Both projects are part of the Czech Path to Space program, implemented by the Ministry of Transport of the Czech Republic in cooperation with the European Space Agency (ESA). The program aims to involve Czech universities, research institutions, and companies in prestigious space missions and to inspire the young generation to pursue careers in science.
“The success of our projects proves that Czech teams are capable of conducting world-class research — and that even from Ostrava, it’s possible to send scientific experiments all the way into space,” said Igor Ivan, Rector of VSB – Technical University of Ostrava.
Out of 70 proposed experiments, 13 were selected for further development and preparation of flight-ready versions to be integrated into ISS systems.
CONREX: The First Nanorobots in Space
The Czech Orbital NanoRobots EXperiment (CONREX) will be the world’s first nanorobotics experiment conducted in orbit. Its goal is to test magnetic nanorobots and microrobots as an innovative tool for removing biofilms — resilient microbial communities that pose risks to astronaut health and mission safety. The project also offers significant application potential in cancer therapy, industry, and environmental protection.
“In microgravity, bacteria tend to form stronger biofilms and show higher virulence and resistance to antibiotics. Removing these structures is therefore essential to maintaining a healthy and safe environment aboard the ISS,” explained Professor Martin Pumera, head of the Advanced Nanorobots and Multiscale Robotics Lab at the Faculty of Electrical Engineering and Computer Science, VSB–TUO, and the most cited scientist in the Czech Republic.
Nanorobots can mechanically disrupt biofilms and decompose bacterial cells through light-driven reactions. The experiment will take place in the ICE Cubes Facility (ICF), where small cartridges containing water solutions with biofilms and nanorobots will be installed.

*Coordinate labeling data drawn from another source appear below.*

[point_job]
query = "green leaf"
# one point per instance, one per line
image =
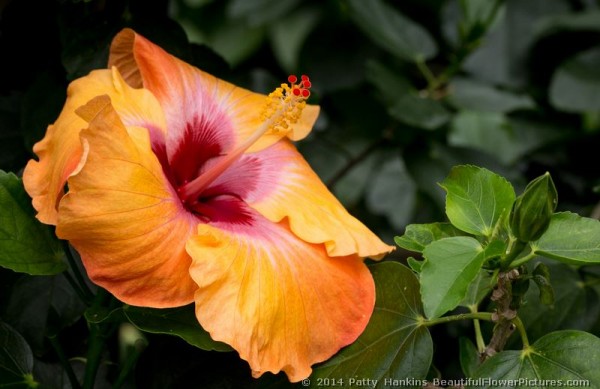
(417, 236)
(472, 95)
(392, 193)
(42, 306)
(559, 356)
(392, 31)
(26, 245)
(478, 289)
(258, 12)
(394, 345)
(180, 322)
(468, 356)
(570, 238)
(476, 198)
(576, 305)
(415, 265)
(451, 265)
(420, 112)
(575, 86)
(16, 360)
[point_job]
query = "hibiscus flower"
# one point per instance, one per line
(185, 188)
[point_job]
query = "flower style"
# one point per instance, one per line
(185, 188)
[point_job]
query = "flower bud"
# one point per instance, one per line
(532, 210)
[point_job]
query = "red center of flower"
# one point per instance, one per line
(209, 176)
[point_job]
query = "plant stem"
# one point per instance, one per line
(478, 335)
(462, 316)
(514, 252)
(521, 328)
(64, 361)
(99, 332)
(75, 269)
(132, 357)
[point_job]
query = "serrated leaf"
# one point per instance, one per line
(414, 264)
(391, 30)
(420, 112)
(394, 345)
(180, 322)
(41, 306)
(451, 265)
(390, 84)
(472, 95)
(26, 245)
(476, 199)
(16, 360)
(575, 86)
(558, 356)
(570, 238)
(417, 236)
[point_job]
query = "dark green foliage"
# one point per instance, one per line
(408, 90)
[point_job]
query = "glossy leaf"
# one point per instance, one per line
(26, 245)
(468, 356)
(575, 86)
(476, 199)
(417, 236)
(394, 345)
(180, 322)
(559, 356)
(570, 238)
(41, 306)
(391, 30)
(16, 360)
(450, 267)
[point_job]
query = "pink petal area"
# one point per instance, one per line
(60, 151)
(222, 112)
(123, 217)
(279, 184)
(282, 303)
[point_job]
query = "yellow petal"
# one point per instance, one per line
(282, 303)
(191, 97)
(60, 151)
(292, 190)
(123, 217)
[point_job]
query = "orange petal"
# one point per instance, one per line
(282, 303)
(292, 190)
(189, 95)
(60, 151)
(123, 217)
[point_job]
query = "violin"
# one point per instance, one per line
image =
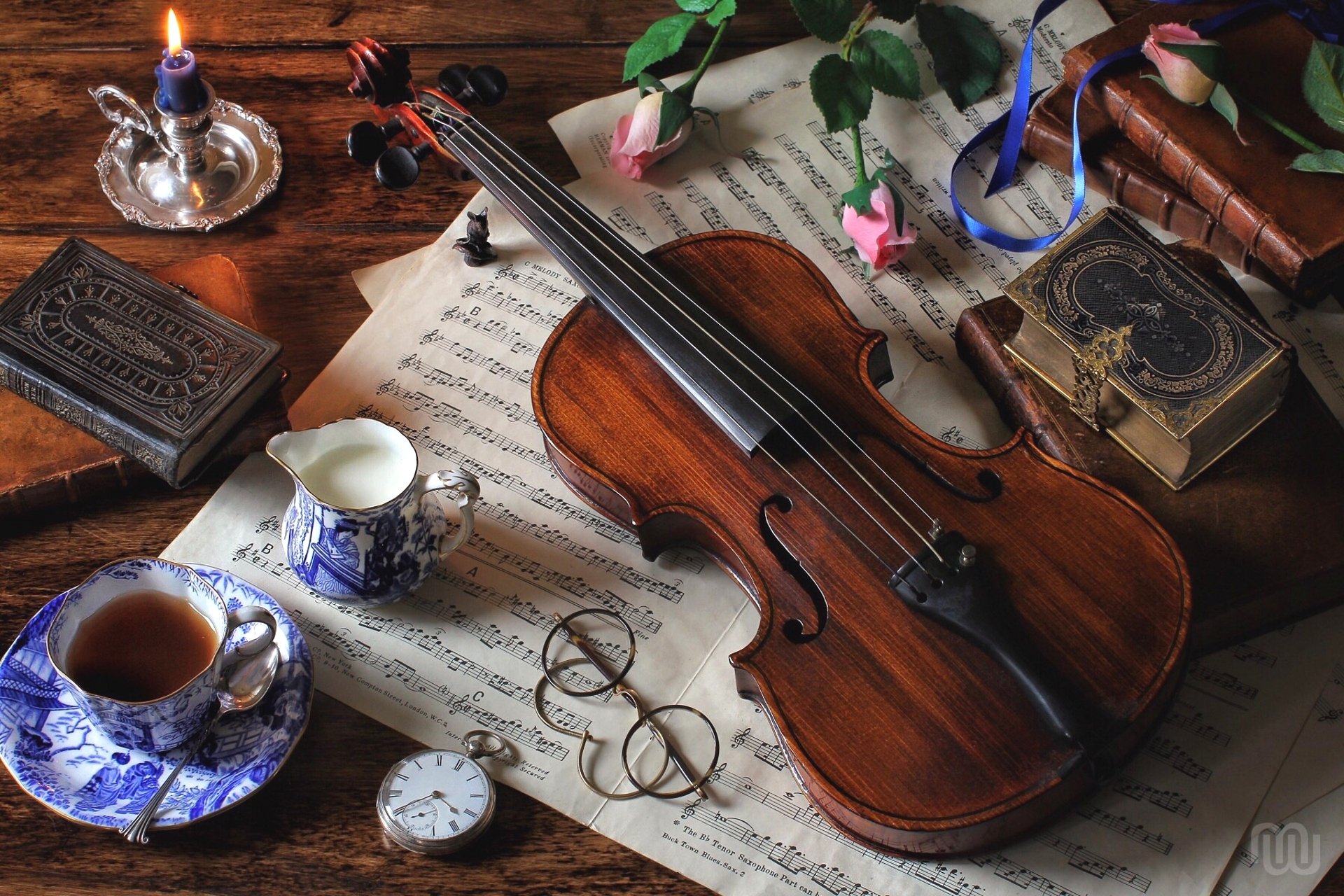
(955, 645)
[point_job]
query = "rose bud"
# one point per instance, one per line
(875, 232)
(1182, 76)
(635, 144)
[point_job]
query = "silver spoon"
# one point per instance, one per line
(248, 684)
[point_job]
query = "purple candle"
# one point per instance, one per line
(179, 83)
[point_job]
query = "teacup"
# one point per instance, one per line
(141, 645)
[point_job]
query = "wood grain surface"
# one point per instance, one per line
(312, 830)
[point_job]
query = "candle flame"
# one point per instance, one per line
(174, 35)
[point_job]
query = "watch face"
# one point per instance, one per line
(436, 801)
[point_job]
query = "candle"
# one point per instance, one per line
(179, 81)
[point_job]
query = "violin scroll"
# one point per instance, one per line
(407, 115)
(379, 74)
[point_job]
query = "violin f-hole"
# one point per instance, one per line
(794, 629)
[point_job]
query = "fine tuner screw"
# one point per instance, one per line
(400, 167)
(486, 85)
(368, 140)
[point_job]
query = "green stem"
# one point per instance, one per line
(860, 169)
(857, 27)
(866, 15)
(687, 90)
(1276, 124)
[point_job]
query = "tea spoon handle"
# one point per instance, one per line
(137, 830)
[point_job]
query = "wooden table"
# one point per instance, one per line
(312, 830)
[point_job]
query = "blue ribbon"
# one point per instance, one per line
(1327, 23)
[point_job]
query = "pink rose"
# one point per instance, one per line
(875, 234)
(1182, 76)
(635, 146)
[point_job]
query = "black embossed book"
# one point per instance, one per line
(131, 360)
(1145, 348)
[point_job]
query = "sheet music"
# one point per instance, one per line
(447, 358)
(1297, 833)
(1291, 858)
(1315, 766)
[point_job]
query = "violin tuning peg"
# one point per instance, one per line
(400, 167)
(486, 85)
(368, 140)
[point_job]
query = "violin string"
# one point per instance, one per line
(542, 182)
(486, 150)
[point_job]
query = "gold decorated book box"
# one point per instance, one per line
(1145, 348)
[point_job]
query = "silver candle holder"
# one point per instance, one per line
(187, 171)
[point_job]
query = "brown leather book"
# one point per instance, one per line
(1126, 176)
(1291, 220)
(1262, 530)
(46, 461)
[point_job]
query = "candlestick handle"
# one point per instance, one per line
(137, 120)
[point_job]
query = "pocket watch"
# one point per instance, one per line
(438, 801)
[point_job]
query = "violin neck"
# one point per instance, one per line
(738, 390)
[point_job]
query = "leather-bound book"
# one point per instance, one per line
(1262, 530)
(1126, 176)
(1291, 220)
(46, 461)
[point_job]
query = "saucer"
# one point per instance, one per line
(65, 762)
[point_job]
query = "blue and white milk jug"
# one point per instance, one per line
(362, 528)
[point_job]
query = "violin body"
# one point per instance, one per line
(906, 735)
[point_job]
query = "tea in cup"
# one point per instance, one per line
(141, 647)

“The cartridges will be equipped with coils generating a controlled electromagnetic field to move the robots and LEDs to activate photosensitive microrobots. The entire automated process will be monitored by a camera, and the data will be analyzed by researchers on Earth. Based on the results, they will then adjust the algorithms controlling the nanorobots,” said Professor Radek Martinek, head of the Signal Lab at the Faculty and university coordinator for space research.
The CONREX project bridges nanorobotics, biomedicine, artificial intelligence, and quantum computing.
“It represents an extension of our knowledge into a microgravity environment and the first experimental verification of microrobotic behavior in space. The experiment could significantly influence not only the future of space missions but also medicine, industry, and environmental technologies,” added Professor Pumera.
The project also involves TRL Space, a Czech aerospace engineering company responsible for hardware development and system preparation for deployment in space.
“Experts from VSB-TUO know exactly what they want to observe. Our role as a space industry company is to take the entire laboratory experiment and adapt it so that it passes all tests and meets ISS requirements — a process that demands both expertise and precision,” explained Václav Havlíček from TRL Space, who led the project’s preparation for ESA.
The CONREX project represents a unique collaboration between two top research laboratories at VSB-TUO — Signal Lab and Advanced Nanorobots and Multiscale Robotics Lab — and a leading Czech space industry company, TRL Space. This partnership combines excellence in nanorobotics, sensing, and advanced control methods with the technological know-how necessary for implementing experiments in space — marking an important step in strengthening the Czech Republic’s position in European and global space research.
ISS T-shirt: A Smart T-shirt for Monitoring Astronaut Stress
The second project focuses on measuring astronaut stress through sensor data analysis. The ISS T-shirt is being developed jointly by researchers from Masaryk University and VSB-TUO, together with companies EGMEDICAL and G.L. Electronic.
“The smart T-shirt, equipped with integrated sensors, can continuously record physiological parameters in real time, collect and store data, and transmit it to Earth for analysis. The technology has wide application potential — it can help us better understand human responses to stress and strain,” said Professor Radek Martinek, Dean of the Faculty of Electrical Engineering and Computer Science and head of the Signal Lab team.
“ISS T-shirt connects modern physiology with technologies that monitor the human body and its limits. Our goal is to understand when and why the body crosses the threshold of safe exertion under different conditions — including space — and thereby help people cope with extreme environments not only in space but also on Earth,” added Professor Julie Vašků of Masaryk University, the project’s principal investigator.